The Black Panthers believed that such a world could only come through true revolution.

I believe that we must share a common context for what hashappened before we can shape what should happen. We must understand the past in order to shape the future.

And here's the problem: mainstream America still has a woefully inaccurate view of the BPP, even though at this point, it's widely acknowledged that the Black Panther Party was the target of an insidious, targeted, widespread, often illegal onslaught by the U.S. government, including a concerted policy of propaganda and isolation and infiltration and misinformation. And yet despite continuing revelations about the extent of COINTELPRO-BLACK-HATE, Operation CHAOS, and all the rest, the Black Panther Party remains an uncomfortable and often misunderstood political movement. Independent of whether you agree with the stances taken by the BPP in its many iterations, it's crucial to understand their contexts.

It's easy to laud a nonviolent movement, at least once the movement is over. It's safe. Putting nonviolent figures on a pedestal is comfortable. It's probably why my childhood education repeatedly ignored all other aspects of the Civil Rights movement to focus on MLK. Maybe that's why we remember, say, Harriet Tubman as a kindly figure of the Underground Railroad rather than an active supporter of John Brown's raid and a vocal supporter of war against the South. It's even harder to go back and look at revolutions where violence was a relevant factor, particularly when those revolutions were lost. But this battle will be fought again and again until it is won, and I believe that a crucial aspect is for all Americans to try to understand the history and context of the unrest of today.

Black Against Empire is a fact-driven, unemotional examination of the social history and context of the Black Panther Party. Although a little dry at times, the sense of impartiality is one of the most impressive aspects of the book. It's a massive tome because the BPP has a long and fascinating history.

Often, as the rhetoric on each side mounts, it's difficult to read. But it illuminates on aspect that I, at least, was missing before reading this book: the BPP saw itself as a revolutionary force representing a disenfranchised nation occupied by a hostile invading force. The BPP's Ten Point Program even paraphrased the Declaration of Independence:

We hold these truths to be self-evident, and that all men are created equal that among these are life, liberty, and the pursuit of happiness. [...] But when a long train of abuses and usurpations, pursuing invariably the same object, evinces a design to reduce them under absolute despotism, it is their right, and their duty, to throw off such government, and to provide new guards of their future security.

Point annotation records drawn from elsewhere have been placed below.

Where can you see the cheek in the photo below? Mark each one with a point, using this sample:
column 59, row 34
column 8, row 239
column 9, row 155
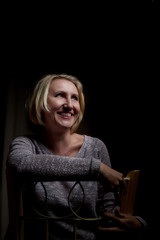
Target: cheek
column 77, row 108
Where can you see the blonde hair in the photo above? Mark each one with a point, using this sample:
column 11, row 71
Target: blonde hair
column 38, row 100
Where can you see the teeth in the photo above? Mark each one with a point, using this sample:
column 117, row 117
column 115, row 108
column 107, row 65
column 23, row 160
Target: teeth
column 66, row 114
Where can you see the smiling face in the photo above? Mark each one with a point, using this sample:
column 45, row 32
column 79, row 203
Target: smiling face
column 63, row 104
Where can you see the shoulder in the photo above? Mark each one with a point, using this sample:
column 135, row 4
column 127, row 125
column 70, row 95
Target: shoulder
column 26, row 139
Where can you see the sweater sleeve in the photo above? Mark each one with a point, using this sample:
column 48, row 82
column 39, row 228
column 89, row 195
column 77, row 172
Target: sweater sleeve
column 25, row 161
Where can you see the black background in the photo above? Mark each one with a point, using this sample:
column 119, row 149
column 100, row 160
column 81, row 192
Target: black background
column 114, row 50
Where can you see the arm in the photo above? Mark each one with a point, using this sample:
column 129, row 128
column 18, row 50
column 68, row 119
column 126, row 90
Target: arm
column 31, row 162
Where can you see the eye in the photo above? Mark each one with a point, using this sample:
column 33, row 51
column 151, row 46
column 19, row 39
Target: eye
column 59, row 95
column 75, row 97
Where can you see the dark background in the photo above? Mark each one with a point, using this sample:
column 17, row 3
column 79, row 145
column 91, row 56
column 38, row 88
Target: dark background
column 114, row 50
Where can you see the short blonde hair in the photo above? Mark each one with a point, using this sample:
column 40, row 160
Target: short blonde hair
column 38, row 100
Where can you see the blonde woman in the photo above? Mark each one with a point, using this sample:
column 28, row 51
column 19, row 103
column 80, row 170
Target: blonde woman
column 55, row 157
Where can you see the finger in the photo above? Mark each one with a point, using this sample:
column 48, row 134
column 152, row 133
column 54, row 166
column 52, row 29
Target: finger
column 112, row 229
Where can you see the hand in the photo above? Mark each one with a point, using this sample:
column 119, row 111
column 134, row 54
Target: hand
column 122, row 222
column 113, row 177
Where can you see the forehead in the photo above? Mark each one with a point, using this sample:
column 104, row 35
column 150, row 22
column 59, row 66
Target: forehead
column 62, row 84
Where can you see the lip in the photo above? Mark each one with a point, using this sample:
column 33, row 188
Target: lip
column 65, row 115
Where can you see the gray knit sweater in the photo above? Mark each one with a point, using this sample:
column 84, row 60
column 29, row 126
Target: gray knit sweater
column 51, row 177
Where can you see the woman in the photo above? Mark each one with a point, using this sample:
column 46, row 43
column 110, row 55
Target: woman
column 56, row 157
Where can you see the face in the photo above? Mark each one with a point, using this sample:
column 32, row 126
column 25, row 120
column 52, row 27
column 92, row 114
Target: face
column 63, row 105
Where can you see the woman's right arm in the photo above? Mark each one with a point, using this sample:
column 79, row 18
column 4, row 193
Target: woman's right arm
column 29, row 162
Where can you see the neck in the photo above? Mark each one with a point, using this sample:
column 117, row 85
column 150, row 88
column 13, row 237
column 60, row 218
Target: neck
column 57, row 142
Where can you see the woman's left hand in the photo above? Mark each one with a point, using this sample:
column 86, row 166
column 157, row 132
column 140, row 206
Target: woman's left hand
column 122, row 222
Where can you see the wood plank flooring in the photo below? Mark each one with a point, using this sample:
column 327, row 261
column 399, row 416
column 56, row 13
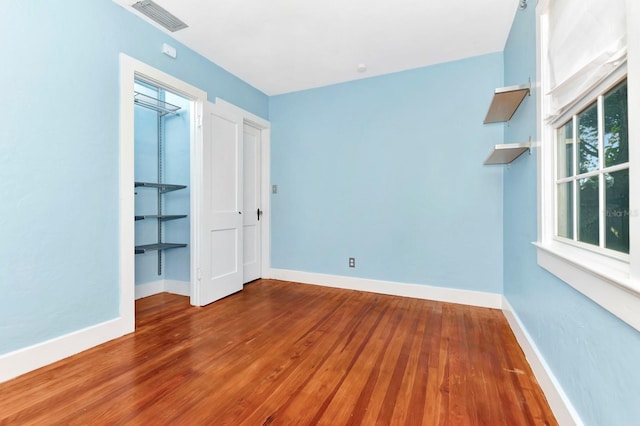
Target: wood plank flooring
column 281, row 353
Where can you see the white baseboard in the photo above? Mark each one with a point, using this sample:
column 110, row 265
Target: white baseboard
column 181, row 288
column 14, row 364
column 560, row 404
column 417, row 291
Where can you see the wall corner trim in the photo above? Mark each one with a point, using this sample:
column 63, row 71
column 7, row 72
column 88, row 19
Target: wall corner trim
column 558, row 400
column 417, row 291
column 21, row 361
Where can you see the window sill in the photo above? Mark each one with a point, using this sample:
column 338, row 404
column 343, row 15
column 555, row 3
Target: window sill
column 604, row 280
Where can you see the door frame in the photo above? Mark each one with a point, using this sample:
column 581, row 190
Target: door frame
column 265, row 178
column 131, row 69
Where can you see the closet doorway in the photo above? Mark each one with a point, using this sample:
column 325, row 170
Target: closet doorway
column 171, row 190
column 162, row 190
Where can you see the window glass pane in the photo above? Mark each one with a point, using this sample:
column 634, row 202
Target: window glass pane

This aspect alone goes far in explaining the rationale behind armed defense. As George Mason Murray put it in 1968:

The Black Panther Party recognizes the critical position of black people in the United States. We recognize that we are a colony within the imperialist domains of North America and that it is the historic duty of black people in the United States to bring about the complete, absolute and unconditional end of racism and neocolonialism by smashing, shattering, and destroying the imperialist domains of North America.

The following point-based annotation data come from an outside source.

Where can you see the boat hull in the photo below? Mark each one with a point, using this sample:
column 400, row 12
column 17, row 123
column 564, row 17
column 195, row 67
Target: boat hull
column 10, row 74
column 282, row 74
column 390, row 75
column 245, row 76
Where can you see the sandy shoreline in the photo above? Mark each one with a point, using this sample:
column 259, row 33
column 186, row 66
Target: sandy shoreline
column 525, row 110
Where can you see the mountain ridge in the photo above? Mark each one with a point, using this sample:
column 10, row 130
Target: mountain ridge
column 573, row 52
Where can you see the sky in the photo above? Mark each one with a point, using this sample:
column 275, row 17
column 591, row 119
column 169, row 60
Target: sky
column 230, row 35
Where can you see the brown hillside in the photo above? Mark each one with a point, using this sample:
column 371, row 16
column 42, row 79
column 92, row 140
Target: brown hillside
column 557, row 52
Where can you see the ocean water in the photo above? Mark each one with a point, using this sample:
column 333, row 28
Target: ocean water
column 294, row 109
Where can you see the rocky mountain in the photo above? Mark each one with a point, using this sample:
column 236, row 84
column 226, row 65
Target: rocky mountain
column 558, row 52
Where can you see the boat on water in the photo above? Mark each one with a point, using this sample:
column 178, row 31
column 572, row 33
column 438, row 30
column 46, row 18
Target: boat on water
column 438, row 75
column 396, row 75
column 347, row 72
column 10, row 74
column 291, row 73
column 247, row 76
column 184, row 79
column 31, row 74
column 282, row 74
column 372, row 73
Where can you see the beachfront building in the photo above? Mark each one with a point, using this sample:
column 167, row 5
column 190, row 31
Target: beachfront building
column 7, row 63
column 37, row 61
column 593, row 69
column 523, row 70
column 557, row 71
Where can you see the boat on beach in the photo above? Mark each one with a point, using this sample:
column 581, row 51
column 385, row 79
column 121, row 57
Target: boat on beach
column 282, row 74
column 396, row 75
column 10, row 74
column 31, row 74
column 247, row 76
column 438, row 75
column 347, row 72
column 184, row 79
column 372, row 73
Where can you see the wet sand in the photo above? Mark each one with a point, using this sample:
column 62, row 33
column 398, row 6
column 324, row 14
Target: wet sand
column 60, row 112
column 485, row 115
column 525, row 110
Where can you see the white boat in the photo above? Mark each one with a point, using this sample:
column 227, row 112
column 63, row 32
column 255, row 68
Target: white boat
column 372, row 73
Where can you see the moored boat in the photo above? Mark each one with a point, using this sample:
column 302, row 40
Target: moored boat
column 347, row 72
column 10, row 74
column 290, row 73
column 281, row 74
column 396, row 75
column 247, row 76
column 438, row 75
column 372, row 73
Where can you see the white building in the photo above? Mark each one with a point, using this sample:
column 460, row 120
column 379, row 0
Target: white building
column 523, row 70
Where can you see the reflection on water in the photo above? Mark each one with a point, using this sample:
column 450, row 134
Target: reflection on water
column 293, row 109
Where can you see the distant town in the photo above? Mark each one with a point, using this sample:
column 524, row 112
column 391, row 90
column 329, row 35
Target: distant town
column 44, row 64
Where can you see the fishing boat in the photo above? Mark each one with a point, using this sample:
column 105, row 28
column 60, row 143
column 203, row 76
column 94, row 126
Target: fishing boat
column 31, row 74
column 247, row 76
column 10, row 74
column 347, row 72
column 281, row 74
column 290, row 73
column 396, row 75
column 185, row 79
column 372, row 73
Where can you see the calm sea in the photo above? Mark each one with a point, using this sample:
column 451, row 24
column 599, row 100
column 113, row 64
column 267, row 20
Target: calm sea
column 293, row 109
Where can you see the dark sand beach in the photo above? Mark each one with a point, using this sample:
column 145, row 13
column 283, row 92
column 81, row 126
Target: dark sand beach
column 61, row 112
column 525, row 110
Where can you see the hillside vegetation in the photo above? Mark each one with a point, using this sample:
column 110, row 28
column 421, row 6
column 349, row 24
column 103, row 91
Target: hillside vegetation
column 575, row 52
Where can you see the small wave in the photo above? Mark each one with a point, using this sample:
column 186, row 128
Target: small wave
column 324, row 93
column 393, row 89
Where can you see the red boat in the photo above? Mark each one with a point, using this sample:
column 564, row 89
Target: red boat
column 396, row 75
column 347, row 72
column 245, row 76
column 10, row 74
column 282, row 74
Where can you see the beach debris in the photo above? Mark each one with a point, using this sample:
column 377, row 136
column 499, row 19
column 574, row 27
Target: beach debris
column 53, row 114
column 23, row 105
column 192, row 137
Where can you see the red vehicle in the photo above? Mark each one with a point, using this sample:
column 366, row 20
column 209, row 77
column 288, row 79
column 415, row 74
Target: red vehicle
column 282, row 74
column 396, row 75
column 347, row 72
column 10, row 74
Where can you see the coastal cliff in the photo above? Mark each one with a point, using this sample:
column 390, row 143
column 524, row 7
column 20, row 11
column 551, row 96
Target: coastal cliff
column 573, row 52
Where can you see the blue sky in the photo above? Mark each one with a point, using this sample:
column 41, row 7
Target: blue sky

Wondering if this book is relevant? As the news is awash with warnings of another "Bloody Summer" in Chicago and elsewhere, consider Bobby Seale's words in 1967:

“If one would look closely, and check this three year history, he will find that in damn near every rebellion a racist cop was involved in the starting of that rebellion [...] by inflicting brutality or murdering some black person within the confines of one of our black communities. Black people will defend themselves at all costs. They will learn the correct tactics to use in dealing with the racist cops […] The racist military police force occupies our community just like the foreign American troops in Vietnam. But to inform you dog racists controlling this rotten government and for you to let your pig cops know you ain’t just causing a ‘long hot summer,’ you’re causing a Black Revolution."

TL;DR: if you live in the US, and maybe even if you don't, this is a book worth reading.